Safety

A future in which progRAM and other methods of storing data at the molecular level are used on a daily basis opens the door to many improvements in people’s lives. However, such a method poses various security challenges that our team has addressed. Although the project itself is still highly foundational, anticipating problems and potential threats at this early stage provides a clear vision for the future and shows the responsible way that every scientist should consider.

Safety in the Lab

Our team shares iGEM values and high standards for biosafety and security, and our project is in full compliance with all relevant safety rules and policies of the iGEM competition, our university, and other authorities.

The team conducted its work in the laboratories of Prof. Dr. Gil Westmeyer at the Munich Institute of Biomedical Engineering of the Technical University of Munich. We received general laboratory safety training and specialized training in working within the biosafety level 1 (S1) environment, particularly in relation to bacterial and mammalian cell cultures, as well as laboratory equipment training. All experiments were carried out according to established standard operating procedures, and only after thorough communication with our supervisors and instructors. During our work on the project, we exclusively performed experiments with approved cell lines and organisms, including E. coli DH5-alpha strain and mammalian HEK293T cells.
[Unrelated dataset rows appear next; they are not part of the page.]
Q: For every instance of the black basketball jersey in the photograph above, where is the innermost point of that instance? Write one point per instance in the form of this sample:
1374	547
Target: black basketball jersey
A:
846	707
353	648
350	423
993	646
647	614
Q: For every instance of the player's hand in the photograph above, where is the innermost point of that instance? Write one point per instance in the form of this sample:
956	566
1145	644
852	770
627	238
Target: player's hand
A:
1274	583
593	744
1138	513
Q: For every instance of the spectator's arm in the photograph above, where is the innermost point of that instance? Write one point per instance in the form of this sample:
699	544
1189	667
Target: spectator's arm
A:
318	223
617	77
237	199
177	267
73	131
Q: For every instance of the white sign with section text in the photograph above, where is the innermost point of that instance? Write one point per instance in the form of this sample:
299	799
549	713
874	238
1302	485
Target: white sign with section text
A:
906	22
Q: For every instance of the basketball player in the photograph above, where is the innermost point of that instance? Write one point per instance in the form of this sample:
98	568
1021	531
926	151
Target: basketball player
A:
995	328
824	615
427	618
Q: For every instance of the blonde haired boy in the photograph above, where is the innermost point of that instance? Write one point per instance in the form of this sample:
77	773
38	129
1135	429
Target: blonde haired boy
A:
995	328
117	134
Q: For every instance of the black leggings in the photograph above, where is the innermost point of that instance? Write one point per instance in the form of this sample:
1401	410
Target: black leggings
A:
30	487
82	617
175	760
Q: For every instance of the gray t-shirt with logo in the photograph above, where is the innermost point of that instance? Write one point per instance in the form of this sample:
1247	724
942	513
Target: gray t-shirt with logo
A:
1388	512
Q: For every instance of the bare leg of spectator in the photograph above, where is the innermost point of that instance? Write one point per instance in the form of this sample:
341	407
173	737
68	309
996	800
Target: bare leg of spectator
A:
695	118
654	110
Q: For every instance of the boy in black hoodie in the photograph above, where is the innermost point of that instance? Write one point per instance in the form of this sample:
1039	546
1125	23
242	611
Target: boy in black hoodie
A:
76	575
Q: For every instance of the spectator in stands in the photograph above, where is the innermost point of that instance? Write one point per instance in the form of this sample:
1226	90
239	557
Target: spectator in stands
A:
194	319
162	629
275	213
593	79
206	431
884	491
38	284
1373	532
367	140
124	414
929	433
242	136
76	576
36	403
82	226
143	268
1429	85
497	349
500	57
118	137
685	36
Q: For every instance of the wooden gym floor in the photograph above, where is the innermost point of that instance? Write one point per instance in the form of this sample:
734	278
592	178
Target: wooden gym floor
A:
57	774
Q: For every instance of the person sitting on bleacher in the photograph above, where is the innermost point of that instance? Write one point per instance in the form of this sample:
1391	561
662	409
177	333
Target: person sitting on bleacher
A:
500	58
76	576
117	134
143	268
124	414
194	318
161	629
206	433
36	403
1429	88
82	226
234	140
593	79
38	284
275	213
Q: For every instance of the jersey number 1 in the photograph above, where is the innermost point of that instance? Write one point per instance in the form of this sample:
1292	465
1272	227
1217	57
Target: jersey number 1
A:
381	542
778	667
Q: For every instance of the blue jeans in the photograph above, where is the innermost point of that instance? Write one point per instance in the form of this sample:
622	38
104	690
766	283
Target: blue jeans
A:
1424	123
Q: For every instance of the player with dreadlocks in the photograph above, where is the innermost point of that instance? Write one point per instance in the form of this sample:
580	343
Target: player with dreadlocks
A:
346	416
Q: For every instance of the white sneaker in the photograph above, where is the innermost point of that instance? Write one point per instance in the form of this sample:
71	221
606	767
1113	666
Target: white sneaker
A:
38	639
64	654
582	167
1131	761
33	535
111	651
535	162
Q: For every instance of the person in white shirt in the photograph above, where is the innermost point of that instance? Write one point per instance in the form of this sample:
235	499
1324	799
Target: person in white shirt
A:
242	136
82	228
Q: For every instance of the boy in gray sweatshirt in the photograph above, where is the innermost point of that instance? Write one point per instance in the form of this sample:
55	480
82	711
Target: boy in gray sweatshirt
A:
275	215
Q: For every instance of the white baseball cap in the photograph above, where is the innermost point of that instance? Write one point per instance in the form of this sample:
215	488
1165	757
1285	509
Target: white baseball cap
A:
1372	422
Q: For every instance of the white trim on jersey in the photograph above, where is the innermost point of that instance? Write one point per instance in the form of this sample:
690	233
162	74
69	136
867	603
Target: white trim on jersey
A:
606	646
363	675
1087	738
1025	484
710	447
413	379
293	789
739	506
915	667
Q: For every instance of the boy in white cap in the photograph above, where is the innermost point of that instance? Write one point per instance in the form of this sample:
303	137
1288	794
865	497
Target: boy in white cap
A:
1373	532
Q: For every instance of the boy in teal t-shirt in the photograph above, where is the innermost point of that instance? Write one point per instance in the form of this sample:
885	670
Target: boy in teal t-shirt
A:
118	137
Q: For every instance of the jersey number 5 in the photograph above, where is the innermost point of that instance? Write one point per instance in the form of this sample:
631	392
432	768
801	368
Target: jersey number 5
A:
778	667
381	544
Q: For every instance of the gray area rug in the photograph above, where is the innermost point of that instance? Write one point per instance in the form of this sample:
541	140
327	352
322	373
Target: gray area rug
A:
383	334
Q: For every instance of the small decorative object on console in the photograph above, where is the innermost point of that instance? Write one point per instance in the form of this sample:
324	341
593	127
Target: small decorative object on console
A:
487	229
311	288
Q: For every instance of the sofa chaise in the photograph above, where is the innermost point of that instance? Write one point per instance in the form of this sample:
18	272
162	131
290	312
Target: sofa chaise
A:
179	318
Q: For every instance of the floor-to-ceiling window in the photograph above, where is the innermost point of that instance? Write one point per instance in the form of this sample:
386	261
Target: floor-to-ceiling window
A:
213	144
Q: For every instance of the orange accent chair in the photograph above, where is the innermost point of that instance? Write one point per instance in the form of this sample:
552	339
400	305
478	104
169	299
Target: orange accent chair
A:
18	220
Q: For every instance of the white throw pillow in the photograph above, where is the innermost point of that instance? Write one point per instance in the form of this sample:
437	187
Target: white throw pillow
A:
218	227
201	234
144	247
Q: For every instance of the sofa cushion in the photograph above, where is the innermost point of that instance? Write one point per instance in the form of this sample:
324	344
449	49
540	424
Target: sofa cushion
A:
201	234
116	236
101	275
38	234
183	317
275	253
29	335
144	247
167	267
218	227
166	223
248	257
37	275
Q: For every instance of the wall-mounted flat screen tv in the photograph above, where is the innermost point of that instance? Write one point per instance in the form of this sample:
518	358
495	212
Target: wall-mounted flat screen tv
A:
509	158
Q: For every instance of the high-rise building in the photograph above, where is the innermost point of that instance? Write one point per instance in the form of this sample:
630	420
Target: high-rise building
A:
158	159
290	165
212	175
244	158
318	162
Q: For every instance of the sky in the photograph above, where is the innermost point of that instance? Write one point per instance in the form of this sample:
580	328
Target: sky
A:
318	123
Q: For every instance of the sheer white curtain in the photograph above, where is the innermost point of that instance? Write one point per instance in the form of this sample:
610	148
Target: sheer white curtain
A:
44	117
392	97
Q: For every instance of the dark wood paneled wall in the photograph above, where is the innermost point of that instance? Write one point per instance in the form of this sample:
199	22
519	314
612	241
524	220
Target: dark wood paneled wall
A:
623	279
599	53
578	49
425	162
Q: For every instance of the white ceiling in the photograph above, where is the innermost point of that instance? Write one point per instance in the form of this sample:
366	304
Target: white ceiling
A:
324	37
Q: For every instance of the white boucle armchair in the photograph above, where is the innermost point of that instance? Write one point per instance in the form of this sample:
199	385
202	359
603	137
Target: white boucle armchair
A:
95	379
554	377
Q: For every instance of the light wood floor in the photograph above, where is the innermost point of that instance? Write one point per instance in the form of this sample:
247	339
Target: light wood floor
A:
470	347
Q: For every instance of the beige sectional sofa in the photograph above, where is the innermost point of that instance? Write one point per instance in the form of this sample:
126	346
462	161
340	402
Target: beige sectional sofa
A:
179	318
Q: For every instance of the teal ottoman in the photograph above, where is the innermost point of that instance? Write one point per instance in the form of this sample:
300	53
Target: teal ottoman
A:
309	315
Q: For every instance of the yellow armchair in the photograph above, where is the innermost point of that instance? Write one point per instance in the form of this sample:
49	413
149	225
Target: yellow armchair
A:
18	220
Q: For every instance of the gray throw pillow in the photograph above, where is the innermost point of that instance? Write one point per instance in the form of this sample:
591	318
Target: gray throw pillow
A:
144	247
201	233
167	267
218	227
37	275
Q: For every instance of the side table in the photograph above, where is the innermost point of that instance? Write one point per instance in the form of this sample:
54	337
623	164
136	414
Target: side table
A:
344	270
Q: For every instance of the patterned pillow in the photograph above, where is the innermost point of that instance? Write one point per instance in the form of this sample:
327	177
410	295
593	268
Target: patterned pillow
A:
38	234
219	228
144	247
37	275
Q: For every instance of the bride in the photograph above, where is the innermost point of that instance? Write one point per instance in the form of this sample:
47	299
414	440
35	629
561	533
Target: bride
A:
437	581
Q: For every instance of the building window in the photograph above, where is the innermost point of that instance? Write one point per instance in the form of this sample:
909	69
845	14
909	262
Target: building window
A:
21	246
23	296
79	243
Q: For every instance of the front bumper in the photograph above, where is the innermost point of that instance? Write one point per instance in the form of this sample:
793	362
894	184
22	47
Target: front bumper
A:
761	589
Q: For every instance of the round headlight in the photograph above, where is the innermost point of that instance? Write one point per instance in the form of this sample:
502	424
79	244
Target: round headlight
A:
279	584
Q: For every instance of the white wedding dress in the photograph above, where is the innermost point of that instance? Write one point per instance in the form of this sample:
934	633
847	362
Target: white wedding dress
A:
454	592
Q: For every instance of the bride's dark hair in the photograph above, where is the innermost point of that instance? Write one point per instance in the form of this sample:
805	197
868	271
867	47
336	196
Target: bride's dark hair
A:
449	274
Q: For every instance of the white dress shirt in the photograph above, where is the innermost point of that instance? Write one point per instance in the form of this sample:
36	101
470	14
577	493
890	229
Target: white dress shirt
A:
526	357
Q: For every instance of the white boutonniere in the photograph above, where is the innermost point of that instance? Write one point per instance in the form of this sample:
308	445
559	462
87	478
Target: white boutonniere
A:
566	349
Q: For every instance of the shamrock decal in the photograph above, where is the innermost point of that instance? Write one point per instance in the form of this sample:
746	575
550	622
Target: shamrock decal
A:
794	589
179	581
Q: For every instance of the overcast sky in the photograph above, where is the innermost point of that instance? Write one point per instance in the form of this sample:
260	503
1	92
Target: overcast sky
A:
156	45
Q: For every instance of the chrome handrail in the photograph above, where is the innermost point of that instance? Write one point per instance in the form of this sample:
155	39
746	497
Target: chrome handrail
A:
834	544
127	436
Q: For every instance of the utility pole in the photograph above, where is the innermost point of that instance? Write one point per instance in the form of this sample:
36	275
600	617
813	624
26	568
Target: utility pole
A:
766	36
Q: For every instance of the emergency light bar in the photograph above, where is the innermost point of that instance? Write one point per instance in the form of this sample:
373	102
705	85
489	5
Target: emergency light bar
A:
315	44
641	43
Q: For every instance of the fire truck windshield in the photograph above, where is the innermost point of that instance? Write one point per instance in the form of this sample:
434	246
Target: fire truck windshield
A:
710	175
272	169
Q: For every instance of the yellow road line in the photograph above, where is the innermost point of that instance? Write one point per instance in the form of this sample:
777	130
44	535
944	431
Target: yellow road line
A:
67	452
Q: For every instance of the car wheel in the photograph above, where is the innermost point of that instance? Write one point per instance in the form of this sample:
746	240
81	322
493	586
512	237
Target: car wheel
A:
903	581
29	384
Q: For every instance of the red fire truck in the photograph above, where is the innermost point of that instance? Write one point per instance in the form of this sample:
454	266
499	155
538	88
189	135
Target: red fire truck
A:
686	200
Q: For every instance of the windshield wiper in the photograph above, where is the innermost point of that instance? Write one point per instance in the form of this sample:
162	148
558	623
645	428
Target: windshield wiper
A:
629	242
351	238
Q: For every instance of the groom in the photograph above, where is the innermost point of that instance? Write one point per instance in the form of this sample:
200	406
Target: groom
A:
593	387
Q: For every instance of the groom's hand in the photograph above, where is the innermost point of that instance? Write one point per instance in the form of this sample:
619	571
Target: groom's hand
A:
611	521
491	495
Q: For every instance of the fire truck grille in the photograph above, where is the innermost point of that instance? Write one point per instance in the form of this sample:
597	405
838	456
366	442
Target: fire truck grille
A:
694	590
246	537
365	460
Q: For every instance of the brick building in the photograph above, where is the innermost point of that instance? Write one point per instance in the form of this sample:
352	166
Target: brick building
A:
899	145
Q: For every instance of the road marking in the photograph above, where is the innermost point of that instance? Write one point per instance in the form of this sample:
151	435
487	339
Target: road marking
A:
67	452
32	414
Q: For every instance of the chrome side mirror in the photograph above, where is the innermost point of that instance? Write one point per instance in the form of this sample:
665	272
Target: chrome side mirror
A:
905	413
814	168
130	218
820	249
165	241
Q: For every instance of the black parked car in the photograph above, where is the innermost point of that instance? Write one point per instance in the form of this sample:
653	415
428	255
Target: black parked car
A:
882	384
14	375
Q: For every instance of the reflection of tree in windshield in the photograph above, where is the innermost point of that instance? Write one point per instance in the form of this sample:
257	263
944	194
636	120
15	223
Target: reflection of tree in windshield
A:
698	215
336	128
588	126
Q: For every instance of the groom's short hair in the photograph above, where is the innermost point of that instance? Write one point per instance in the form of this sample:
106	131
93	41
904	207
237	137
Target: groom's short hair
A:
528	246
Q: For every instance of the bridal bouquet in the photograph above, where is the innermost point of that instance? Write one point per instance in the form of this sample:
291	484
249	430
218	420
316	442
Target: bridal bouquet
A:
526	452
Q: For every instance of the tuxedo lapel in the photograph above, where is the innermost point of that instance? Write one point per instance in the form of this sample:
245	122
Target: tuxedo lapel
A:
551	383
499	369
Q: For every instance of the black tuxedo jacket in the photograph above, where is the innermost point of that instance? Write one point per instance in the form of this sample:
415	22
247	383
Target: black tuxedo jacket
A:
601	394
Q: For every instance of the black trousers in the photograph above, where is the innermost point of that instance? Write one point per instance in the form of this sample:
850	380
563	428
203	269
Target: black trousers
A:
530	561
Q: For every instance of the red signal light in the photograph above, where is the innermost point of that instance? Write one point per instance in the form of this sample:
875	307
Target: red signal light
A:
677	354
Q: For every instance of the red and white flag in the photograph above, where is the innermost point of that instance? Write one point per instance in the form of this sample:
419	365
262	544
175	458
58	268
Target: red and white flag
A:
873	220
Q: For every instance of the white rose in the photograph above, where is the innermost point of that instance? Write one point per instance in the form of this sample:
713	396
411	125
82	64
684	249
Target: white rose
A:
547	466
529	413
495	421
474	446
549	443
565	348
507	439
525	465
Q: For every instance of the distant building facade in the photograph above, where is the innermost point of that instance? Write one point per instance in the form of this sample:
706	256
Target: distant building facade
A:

All biological materials and hazardous chemicals were handled in designated areas with the necessary safety equipment, such as biosafety cabinets and chemical fume hoods. Most of the chemicals used in our experiments did not require special safety measures, except for standard hazardous materials typical to molecular biology, such as DNA stains, antibiotics, magnetic beads, and highly concentrated acids and bases. We followed proper decontamination procedures for all biological waste by autoclaving contaminated materials and disposing of chemical waste according to the provided instructions.

Additionally, we implemented risk management strategies to mitigate potential human error, strictly adhering to lone worker policies, after-hours regulations, the use of personal protective equipment, and enforcing physical access controls and medical reporting.

We are well-informed about and compliant with all laboratory regulations in Germany and at TUM, particularly the guidelines outlined in BGI 850-0, §14 of The Hazardous Substances Ordinance (GefStoffV). We are also familiar with the emergency and safety contacts within our institution. In any situation where our project posed potential hazards or risks, we would promptly consult with our laboratory safety officer, Josef Hintermair.

Project-based Concerns

The initial goal of our project is to provide an RNA-based molecular recording system in contrast to currently available DNA-based alternatives. Our system, ProgRAM, would thus allow for transient and less disruptive in vivo molecular recording and, in principle, already offers several safety benefits over the state of the art.

Nevertheless, as part of assessing potential risks associated with (mis)use of our project, our team carefully evaluated several concerns. While developing the progRAM system, we focused on the challenges that could arise from using an RNA-editing system.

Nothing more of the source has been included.